The Herald asked Covid-19 Response Minister Dr Ayesha Verrall what the Government’s long-term strategy is to deal with the virus, what scenarios it is preparing for and if any measures will be brought back.
It also asked whether the Government is taking the risk as seriously as it did earlier in the pandemic - Baker and several other leading health experts suggest it isn’t - and what’s being done to address the growing burden of long Covid.
Verrall says that, with a highly vaccinated population, the risk is “less” and the justification for restrictive public health measures reduced.
She also contends New Zealand’s response has “always” been based on strong scientific and public health advice.
“Our protections remain stronger than many other countries and we have kept things in place such as seven-day mandatory isolation for positive cases.”

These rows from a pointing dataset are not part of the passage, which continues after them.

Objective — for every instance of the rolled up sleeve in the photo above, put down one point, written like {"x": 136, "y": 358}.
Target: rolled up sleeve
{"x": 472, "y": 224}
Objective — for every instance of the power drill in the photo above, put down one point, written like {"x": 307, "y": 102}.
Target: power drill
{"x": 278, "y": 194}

Over the longer term, she expects the virus will continue to evolve, and New Zealand stands ready with a variant plan developed over 2022.
“The plan focuses on preparedness and maintaining the capabilities to respond on a range of possible scenarios.”

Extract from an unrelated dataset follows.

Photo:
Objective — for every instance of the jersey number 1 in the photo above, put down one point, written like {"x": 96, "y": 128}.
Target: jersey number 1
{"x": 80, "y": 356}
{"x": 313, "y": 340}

She acknowledges long Covid is a “very real concern”, and something the ministry has been working to address.
A ministry spokesperson says officials are continuing to track evidence around long Covid, and has introduced new codes and guidelines to help clinicians diagnose the condition.
“As there is no known cure for long Covid, the focus on the guidelines is identification, assessment, diagnosis, interventions, supports and care pathways for rehabilitation of individuals with the condition,” a spokesperson says.

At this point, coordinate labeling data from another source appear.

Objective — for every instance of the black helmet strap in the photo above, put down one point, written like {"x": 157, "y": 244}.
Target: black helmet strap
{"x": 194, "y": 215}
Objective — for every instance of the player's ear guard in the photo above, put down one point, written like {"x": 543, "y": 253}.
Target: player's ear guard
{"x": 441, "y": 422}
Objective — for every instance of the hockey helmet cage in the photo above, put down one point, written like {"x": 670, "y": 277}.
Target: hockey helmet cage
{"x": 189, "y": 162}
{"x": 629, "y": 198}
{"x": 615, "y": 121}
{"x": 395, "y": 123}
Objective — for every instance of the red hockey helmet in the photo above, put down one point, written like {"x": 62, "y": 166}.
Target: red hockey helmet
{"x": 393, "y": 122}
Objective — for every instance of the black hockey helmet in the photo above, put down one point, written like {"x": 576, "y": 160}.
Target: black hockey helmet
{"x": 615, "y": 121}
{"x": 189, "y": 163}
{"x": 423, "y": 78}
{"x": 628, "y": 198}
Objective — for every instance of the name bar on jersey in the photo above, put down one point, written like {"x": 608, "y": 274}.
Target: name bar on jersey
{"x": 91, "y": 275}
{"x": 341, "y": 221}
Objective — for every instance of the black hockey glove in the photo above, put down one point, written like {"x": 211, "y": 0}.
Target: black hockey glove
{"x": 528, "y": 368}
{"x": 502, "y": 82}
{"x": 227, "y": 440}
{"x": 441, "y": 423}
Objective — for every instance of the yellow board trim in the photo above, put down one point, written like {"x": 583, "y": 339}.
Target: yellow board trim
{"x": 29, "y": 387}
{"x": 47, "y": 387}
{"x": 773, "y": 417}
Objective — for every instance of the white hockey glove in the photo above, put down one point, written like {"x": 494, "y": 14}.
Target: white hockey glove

“This guidance is currently being updated.”
To Brooks - among 150 health experts who’ve called for stronger measures to protect people - this isn’t good enough.
“Just because there are guidelines and pathways, doesn’t mean that all healthcare providers are engaging with them, adhering to them, or indeed whether people can afford to access healthcare in the first place,” she said.
“This is on top of the debilitating illnesses they are enduring. Many are too ill to seek adequate help, and some are still not being believed, or indeed are being given harmful, outdated health advice.”
Why isn’t New Zealand providing better workplace policies or access to financial support, or ensuring all teachers and children have properly ventilated classrooms?
Why don’t we yet have infection prevalence surveys in place, and why aren’t we funding enough long Covid research of our own, or at least doing enough to warn Kiwis about the dangers of reinfection?
Brooks could go on.
“In short, no, we are not doing enough.”
Daniel Freeman just wants the misery to end.
It’s now been half a year since he was assured that his age, previous good health and vaccination status would see him fully recover.
“Just knowing that I am not alone and that my experiences are real and valid has helped me keep my sanity,” he said.
“I’ve been in touch with some incredible people both here in New Zealand and around the world, many of whom have been sick since 2020.
“I want there to be a treatment or cure that works for all of us. We need our lives back.”